Die angegebenen Einstiegspreise sind Stand 2026. Wie die ausgewiesenen Preise definiert sind, lesen Sie hier.

Bavaria C57: Viel Platz und bis zu fünf Kabinen

Länge: 16,16 Meter; Breite: 5,28 Meter; Gewicht: 18,1 Tonnen; Preis: ab 641.290 Euro.Foto: Bavaria YachtbauLänge: 16,16 Meter; Breite: 5,28 Meter; Gewicht: 18,1 Tonnen; Preis: ab 641.290 Euro.
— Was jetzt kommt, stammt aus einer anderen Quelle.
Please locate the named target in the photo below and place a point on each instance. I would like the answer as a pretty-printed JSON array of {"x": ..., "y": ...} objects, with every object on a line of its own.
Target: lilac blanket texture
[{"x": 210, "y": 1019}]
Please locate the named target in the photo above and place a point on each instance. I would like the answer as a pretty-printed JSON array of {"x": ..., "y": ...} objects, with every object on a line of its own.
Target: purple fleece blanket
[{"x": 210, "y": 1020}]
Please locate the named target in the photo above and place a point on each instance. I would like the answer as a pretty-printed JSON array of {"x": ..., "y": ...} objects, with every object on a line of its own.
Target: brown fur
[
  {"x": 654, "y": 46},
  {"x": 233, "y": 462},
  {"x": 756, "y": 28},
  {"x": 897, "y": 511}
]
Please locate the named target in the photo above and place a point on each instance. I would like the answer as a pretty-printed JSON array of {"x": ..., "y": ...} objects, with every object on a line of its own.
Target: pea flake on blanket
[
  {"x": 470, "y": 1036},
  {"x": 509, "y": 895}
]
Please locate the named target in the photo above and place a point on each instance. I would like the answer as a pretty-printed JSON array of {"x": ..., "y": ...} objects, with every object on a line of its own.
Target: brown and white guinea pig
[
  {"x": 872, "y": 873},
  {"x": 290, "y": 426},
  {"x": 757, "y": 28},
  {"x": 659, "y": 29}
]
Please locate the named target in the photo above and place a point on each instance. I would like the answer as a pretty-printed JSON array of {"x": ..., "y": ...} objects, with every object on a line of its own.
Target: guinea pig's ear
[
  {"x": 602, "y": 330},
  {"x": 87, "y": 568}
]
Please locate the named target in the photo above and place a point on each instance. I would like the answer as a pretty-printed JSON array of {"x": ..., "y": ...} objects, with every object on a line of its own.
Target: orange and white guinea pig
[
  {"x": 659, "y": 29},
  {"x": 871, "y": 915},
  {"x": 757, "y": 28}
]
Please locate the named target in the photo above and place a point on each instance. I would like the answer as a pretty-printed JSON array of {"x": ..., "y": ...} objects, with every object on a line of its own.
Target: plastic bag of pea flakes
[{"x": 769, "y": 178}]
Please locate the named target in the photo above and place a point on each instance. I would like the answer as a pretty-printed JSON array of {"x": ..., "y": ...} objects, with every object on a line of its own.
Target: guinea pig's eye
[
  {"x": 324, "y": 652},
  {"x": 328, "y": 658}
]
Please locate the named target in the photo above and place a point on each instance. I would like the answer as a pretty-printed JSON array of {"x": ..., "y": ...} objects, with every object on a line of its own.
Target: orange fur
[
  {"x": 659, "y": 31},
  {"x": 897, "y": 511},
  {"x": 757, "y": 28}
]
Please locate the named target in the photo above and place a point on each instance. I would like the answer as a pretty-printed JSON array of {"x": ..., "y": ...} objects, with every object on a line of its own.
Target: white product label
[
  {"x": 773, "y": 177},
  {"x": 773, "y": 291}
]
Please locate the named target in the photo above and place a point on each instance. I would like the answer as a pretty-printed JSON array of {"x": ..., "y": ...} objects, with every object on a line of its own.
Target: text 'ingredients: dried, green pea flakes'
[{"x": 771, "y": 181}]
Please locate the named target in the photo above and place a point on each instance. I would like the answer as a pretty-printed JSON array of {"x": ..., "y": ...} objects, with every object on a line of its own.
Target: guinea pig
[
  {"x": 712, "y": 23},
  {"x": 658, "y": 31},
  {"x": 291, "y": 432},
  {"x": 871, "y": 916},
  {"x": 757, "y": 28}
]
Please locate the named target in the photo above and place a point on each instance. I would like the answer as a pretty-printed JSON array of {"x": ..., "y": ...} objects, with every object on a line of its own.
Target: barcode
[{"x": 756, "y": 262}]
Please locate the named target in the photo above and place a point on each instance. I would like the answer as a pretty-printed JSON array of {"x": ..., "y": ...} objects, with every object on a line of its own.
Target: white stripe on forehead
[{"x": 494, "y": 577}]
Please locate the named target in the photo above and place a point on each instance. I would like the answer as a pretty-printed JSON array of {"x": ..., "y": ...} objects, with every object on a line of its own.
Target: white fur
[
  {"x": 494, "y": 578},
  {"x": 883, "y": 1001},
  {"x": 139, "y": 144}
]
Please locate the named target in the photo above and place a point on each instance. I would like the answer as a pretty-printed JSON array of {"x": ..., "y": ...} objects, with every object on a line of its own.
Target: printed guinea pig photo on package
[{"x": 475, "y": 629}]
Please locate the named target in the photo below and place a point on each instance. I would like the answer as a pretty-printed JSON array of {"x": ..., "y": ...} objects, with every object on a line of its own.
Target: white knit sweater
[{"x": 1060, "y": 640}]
Die Bavaria C57 ist das Flaggschiff der gehobenen C-Linie aus Giebelstadt. Der Entwurf von Cossutti Yacht Design kombiniert einen 5,28 Meter breiten Rumpf mit Doppelruder, zwei Steuerständen und einem großen Cockpit. Zwei versenkbare Tische schaffen je nach Nutzung eine freie Fläche oder getrennte Sitzgruppen. Unter Deck reicht das Angebot von drei bis fünf Doppelkabinen. Im Standard befindet sich die Eignerkabine im Vorschiff, zwei weitere Kabinen liegen achtern. Die Vorschiffskabine kann geteilt werden. Zwischen Salon und achterlicher Steuerbordkabine ist außerdem eine Kammer mit Stockbetten möglich, die alternativ als Wirtschaftsraum genutzt werden kann. Der Rumpf wird per Vakuuminfusion gefertigt. Die Werft hebt außerdem die lange Wasserlinie und die große Badeplattform hervor.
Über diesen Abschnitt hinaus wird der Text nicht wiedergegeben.